Et ceux qui voyageaient prenaient des chemins détournés.
La nuit passa, longue et plus ou moins reposante. Mais le jour n'arriva pas seul, la bruine était de la partie. Pas question pour autant d'attendre le beau temps, nos deux amis préparèrent leurs chevaux. Les brossant d'abord, pendant qu'ils boulottaient des ajoncs, puis les scellant. On sépara les paquets de façon à ce que les animaux aient le même poids à porter, que l'un ne soit pas fatigué avant l'autre. Et avant de partir, leur hôte, ils notèrent au passage ses cernes impressionnantes, leur apporta les vivres promis : des pruneaux, du saumon salé (le saumon, pas encore un met raffiné, coûtait 9 sous la livre ; environ 489 grammes), des œufs, du beurre, des pommes, des figues et du pain. En se rationnant un peu, il y avait là pour plusieurs jours. Sachant que nos deux amis pourraient chasser, ou du moins essayer, et cueillir en chemin. Une fois ces détails réglés, ils prirent la route vers Vannes non sans se donner du courage avec la fiole de nouveau remplie. Retraversant la ville, son port et, au trot, prirent le chemin royal. Dans la ville, Per n'en menait pas large sur sa monture. Peu habitué à monter, il n'accordait qu'une confiance limitée à Malloruz. Mais finalement, une fois sur la route, il se détendit et le cheval le sentant, se fit plus souple. Ainsi malgré la pluie, ils purent ainsi aller à près de lieues par heure [1]. Cependant, une accalmie inopinée leur fit mettre pied à terre pour laisser sécher leurs manteaux détrempés. Pendant que Charles tentait, sans succès, de faire un feu, Per se mit en quête de mûres et faute de foyer digne de ce nom, ils purent petit déjeuner de façon fort convenable, emportant même des fruits pour la suite.

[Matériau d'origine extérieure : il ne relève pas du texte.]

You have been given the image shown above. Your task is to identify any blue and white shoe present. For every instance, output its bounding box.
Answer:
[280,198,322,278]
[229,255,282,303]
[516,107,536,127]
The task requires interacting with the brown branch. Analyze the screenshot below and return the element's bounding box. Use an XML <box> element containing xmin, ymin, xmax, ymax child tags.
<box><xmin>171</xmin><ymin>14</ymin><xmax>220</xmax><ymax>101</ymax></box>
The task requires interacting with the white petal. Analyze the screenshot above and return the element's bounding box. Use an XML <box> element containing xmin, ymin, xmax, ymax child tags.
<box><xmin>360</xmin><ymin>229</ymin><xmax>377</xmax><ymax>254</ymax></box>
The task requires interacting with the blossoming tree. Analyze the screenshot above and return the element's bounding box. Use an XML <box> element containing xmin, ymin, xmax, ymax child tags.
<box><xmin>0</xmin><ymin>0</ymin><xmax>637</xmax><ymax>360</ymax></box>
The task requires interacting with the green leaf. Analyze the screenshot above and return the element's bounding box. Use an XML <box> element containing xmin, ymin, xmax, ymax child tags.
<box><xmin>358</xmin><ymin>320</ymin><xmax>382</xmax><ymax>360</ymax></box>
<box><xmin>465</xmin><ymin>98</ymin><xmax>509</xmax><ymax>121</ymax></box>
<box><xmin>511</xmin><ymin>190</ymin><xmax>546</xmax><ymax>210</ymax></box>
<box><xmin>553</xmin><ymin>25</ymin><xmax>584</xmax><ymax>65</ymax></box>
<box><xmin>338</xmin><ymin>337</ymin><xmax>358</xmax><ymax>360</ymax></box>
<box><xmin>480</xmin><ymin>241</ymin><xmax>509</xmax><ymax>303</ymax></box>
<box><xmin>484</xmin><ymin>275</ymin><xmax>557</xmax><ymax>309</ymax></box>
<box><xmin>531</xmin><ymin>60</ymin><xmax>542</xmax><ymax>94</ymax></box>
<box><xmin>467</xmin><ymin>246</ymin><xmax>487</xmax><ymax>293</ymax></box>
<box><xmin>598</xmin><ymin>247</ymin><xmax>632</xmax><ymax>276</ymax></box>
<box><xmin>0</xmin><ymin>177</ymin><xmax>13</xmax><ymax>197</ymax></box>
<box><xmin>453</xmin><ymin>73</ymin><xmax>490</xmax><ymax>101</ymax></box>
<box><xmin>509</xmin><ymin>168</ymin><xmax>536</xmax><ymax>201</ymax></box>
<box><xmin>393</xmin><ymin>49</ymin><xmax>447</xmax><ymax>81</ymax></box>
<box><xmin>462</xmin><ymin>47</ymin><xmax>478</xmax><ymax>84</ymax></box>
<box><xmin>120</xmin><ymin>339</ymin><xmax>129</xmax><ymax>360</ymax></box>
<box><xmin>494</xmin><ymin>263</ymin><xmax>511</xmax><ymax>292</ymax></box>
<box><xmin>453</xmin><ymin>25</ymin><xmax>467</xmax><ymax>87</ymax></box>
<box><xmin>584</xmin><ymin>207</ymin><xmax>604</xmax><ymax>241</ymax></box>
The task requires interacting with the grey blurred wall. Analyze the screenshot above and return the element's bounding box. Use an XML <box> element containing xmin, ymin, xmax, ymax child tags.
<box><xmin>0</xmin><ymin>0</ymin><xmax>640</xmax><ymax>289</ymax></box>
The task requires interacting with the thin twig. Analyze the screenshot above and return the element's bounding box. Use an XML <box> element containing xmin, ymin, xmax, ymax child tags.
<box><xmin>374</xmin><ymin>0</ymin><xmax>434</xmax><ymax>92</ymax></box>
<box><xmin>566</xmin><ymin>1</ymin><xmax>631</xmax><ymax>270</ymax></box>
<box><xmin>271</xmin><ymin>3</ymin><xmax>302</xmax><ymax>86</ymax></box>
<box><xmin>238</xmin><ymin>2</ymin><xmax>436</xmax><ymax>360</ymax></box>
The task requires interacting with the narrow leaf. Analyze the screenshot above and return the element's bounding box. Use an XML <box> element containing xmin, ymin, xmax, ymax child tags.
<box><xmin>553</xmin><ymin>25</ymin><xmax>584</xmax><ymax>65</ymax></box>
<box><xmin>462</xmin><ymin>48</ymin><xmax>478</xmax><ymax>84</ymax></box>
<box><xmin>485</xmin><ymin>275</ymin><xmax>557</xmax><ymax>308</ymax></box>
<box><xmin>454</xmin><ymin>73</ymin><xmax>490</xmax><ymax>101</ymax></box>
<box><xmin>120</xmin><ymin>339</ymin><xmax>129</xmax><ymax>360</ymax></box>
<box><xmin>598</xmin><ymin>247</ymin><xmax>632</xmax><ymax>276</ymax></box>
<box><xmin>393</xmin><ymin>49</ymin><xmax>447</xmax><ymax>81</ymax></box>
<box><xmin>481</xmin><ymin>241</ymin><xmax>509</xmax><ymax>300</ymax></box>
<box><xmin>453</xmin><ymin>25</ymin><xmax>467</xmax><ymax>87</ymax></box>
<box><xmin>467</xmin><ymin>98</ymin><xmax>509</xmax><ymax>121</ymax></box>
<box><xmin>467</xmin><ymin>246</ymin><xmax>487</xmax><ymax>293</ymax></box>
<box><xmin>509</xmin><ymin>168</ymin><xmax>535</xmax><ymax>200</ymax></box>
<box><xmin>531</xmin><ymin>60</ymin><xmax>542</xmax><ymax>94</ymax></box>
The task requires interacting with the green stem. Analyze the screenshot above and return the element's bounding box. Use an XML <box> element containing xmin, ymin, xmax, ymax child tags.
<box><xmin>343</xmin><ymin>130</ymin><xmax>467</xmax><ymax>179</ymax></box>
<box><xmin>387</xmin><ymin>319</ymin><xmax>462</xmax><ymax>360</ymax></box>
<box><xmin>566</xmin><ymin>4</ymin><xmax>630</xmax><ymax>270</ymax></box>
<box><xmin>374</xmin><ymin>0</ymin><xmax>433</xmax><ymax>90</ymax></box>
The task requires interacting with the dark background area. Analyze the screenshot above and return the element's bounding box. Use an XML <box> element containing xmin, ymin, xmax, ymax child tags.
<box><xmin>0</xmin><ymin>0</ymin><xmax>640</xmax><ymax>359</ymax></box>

Enfin, à la neuvième heure soit deux heures environ après avoir quitté Auray, ils furent en vue des remparts de la cité. Comme chaque jour, il y avait foule dans ce grand port de commerce, les charrettes rentraient et sortaient, manquant d'écraser des inconscients ou des pressés. Face à cette cohue, nos deux amis prirent la décision fort sage de contourner la ville par le nord et d'atteindre leur prochain objectif : Rennes. Mais restait encore à déterminer comment ils se rendraient dans la capitale bretonne. Le bon sens les enjoignait de prendre la route qui reliait l'antique cité Vénète à celle du parlement, mais le sieur de Lezyre n'était pas de cet avis. Il existait en effet un autre chemin qui passait par Redon, et ce chemin avait l'avantage de rappeler à ce doux rêveur des souvenirs poignants. Heureusement pour lui, son compagnon n'avait une connaissance de la géographie qu'assez modeste et ne posa aucune question sur ce détour.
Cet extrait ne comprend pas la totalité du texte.